During recent online talks, senior leaders of the EU and UK added new impetus to the impasse after post-Brexit trade talks. In a joint statement issued after the conference, UK and EU leaders agreed to support plans to accelerate negotiations in July so that an agreement can be reached before the end of 2020. However, in the current situation, analysts are not optimistic about the two sides' real progress in this week's round of negotiations, where both the UK and EU still take a tough stance.

On the EU side, right before the new round of negotiations, in a statement to the European Parliament, European Commission President U. Leyen announced that the EU would try its best to reach an agreement on a new relationship with the UK before the end of the year, but would not compromise on its standards to achieve that.

Earlier, in a speech on Europe 1 radio, French Minister of State for European Affairs A. Montchalin said that she could not rule out that the European Union’s trade talks with departed ex-member Britain could end without a deal though it was in the British interest to reach one.
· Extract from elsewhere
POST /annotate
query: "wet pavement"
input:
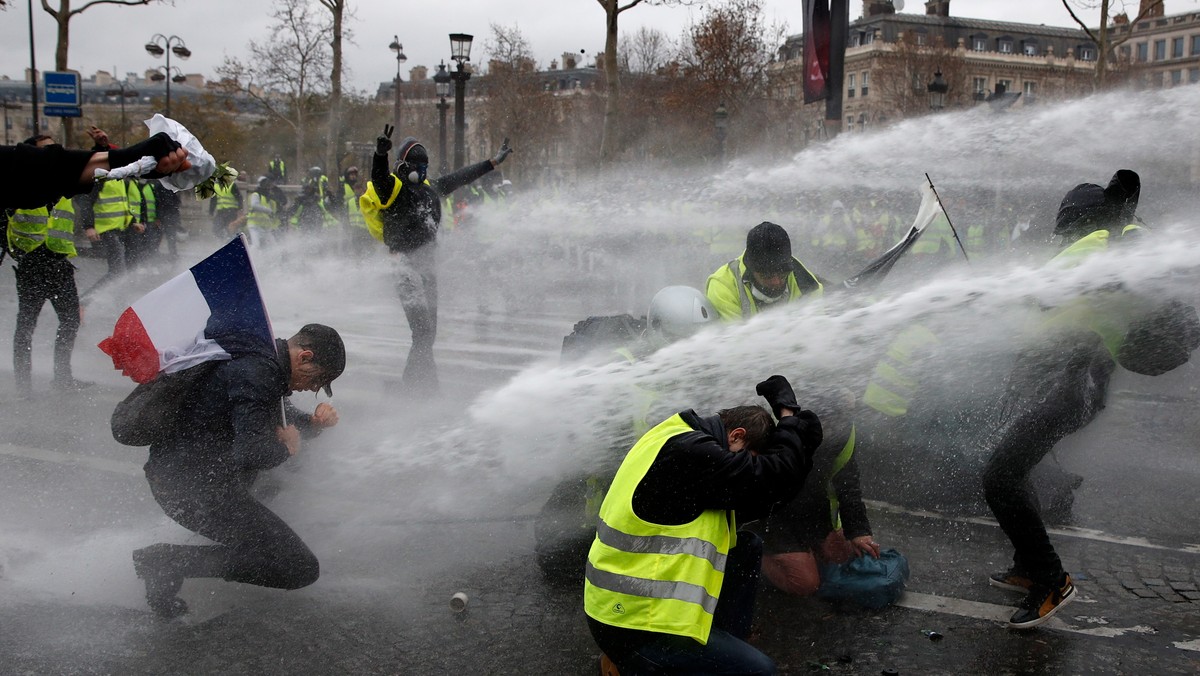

According to her, those who need a deal the most are the British and they cannot withstand a second shock after the epidemic, referring to the British economy struggling badly due to COVID-19.

German Chancellor A. Merkel said that the UK will have to “assume the consequences” of weaker economic ties with the EU at the end of the Brexit process.

Meanwhile, the British side was not too concerned about a “Hard Brexit Scenario” (a no-deal Brexit). In a series of tweets, David Frost, the UK’s chief negotiator, announced: “I want to be clear that the government will not agree to ideas like the one currently circulating giving the EU a new right to retaliate with tariffs if we chose to make laws suiting our interests. “We could not leave ourselves open to such unforeseeable economic risk”, he emphasised.

Britain will be ready to sever ties with the European Union “on Australian terms” if no deal on its future relationship with the bloc is reached, Prime Minister Boris Johnson recently told his Polish counterpart Mateusz Morawiecki. Accordingly, the UK will not have a comprehensive trade agreement with the EU. Most commercial transactions between the two sides will then merely comply with the provisions of the World Trade Organisation (WTO). It seems that London is prepared for a scenario of a no-deal Brexit.

In the above context, it seems that the post-Brexit negotiations between the UK and the EU will continue. In a case where is not a happy ending to the Brexit story, this would be a great pity for both the UK and the EU. Not to mention that the UK leaving the “EU family” without reaching a bilateral trade agreement could increase economic difficulties for both sides, in the context that the regional economy has sunk deep into recession due to the COVID-19 pandemic.